Let $\chi_\mathbb{Q}(x)$ denote the characteristic function of the rationals. Fix $a\in\mathbb{R}$. I would like to prove that $f(x)=(x-a)\chi_\mathbb{Q}(x-a)$ is continuous nowhere, except at $x=a$.
Here is my attempt: Fix $c\in\mathbb{R}$ with $c\neq a$. Either $a\in\mathbb{Q}$ or $a\notin\mathbb{Q}$, and either $c\in\mathbb{Q}$ or $c\notin\mathbb{Q}$, so we have four cases.

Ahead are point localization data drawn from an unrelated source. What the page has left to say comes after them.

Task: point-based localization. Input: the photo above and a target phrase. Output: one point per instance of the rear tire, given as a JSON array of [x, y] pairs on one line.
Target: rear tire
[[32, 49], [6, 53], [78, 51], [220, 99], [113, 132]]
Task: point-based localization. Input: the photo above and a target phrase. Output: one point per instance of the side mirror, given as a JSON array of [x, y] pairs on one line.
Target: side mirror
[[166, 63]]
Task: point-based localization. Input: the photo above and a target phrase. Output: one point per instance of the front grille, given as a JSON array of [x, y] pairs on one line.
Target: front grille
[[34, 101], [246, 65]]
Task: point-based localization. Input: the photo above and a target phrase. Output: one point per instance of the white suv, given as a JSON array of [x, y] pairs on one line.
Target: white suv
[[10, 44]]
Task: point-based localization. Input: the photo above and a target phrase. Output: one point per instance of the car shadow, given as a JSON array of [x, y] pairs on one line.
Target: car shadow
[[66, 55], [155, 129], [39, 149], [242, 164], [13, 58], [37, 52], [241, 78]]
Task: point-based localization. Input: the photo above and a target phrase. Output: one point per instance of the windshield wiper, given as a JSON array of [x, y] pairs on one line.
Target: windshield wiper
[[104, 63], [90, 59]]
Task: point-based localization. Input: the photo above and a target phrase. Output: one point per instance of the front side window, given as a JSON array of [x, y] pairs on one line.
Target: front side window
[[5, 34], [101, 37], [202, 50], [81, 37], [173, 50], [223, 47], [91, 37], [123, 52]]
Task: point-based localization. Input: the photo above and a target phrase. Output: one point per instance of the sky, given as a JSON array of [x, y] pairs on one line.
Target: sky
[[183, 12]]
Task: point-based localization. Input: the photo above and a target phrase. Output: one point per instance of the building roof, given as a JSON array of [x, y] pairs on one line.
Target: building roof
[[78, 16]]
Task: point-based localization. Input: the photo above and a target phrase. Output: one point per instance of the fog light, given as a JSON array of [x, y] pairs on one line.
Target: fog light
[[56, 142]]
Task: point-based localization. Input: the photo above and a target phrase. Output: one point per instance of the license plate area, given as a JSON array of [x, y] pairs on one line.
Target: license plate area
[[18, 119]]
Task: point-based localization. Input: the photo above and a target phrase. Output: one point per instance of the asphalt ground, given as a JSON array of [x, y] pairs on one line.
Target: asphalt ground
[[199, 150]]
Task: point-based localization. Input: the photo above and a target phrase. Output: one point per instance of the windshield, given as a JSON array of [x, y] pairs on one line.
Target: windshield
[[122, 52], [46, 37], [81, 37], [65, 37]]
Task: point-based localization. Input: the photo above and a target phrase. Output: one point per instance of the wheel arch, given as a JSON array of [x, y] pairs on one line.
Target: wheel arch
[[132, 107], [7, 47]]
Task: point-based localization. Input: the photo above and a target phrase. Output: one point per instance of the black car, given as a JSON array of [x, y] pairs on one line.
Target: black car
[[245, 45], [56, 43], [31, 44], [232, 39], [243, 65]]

Conisder $a,c\in\mathbb{Q}$. Choose $\epsilon=|a-c|/2$. Then, for any $\delta>0$, there exists $x_0\notin\mathbb{Q}$ such that $|x_0-c|<\delta$. Then, $$|f(x_0)-f(c)|=|0-(c-a)|\nless\frac{|a-c|}{2}=\epsilon$$
Next, consider $a\in\mathbb{Q}$ and $c\notin\mathbb{Q}$. For any $\delta>0$, there exists $x_0\in\mathbb{Q}$ such that $|x_0-c|<\delta$. Choose $\epsilon=|x_0-a|/2$. Then, $$|f(x_0)-f(c)|=|(x_0-a)|\nless\frac{|x_0-a|}{2}=\epsilon$$
Not too sure how to proceed with the last two cases. Also, is there an easier way to do this, without splitting into four cases?
Let $c\in \mathbb{R}$, and let $(r_n)_n$ be a sequence of irrational numbers such that $r_n\to c$ as $n\to \infty$. Denote $x_n:=a+r_n$. Then one has
$$ f(x_n)=0 \quad\forall n.$$
On the other hand,
$$ f(\lim_{n\to \infty} x_n)=f(a+c)=c\cdot\chi_{\mathbb{Q}}(c). $$
This shows that if $f$ is continuous at $a+c$, then $c=0$.
In order to check that $f$ is continuous at $a$, let $(y_n)_n$ be any sequence of real numbers converging to $a$, and let $s_n:=y_n-a$. We want to check that $f(y_n)\to 0$. Since $f(y_n)=0$ whenever $s_n$ is irrational, we can assume without loss of generality that $s_n\in \mathbb{Q}$ for all $n$. In this case, you have $f(y_n)=s_n\to 0$ as desired, so $f$ is continuous at $a$.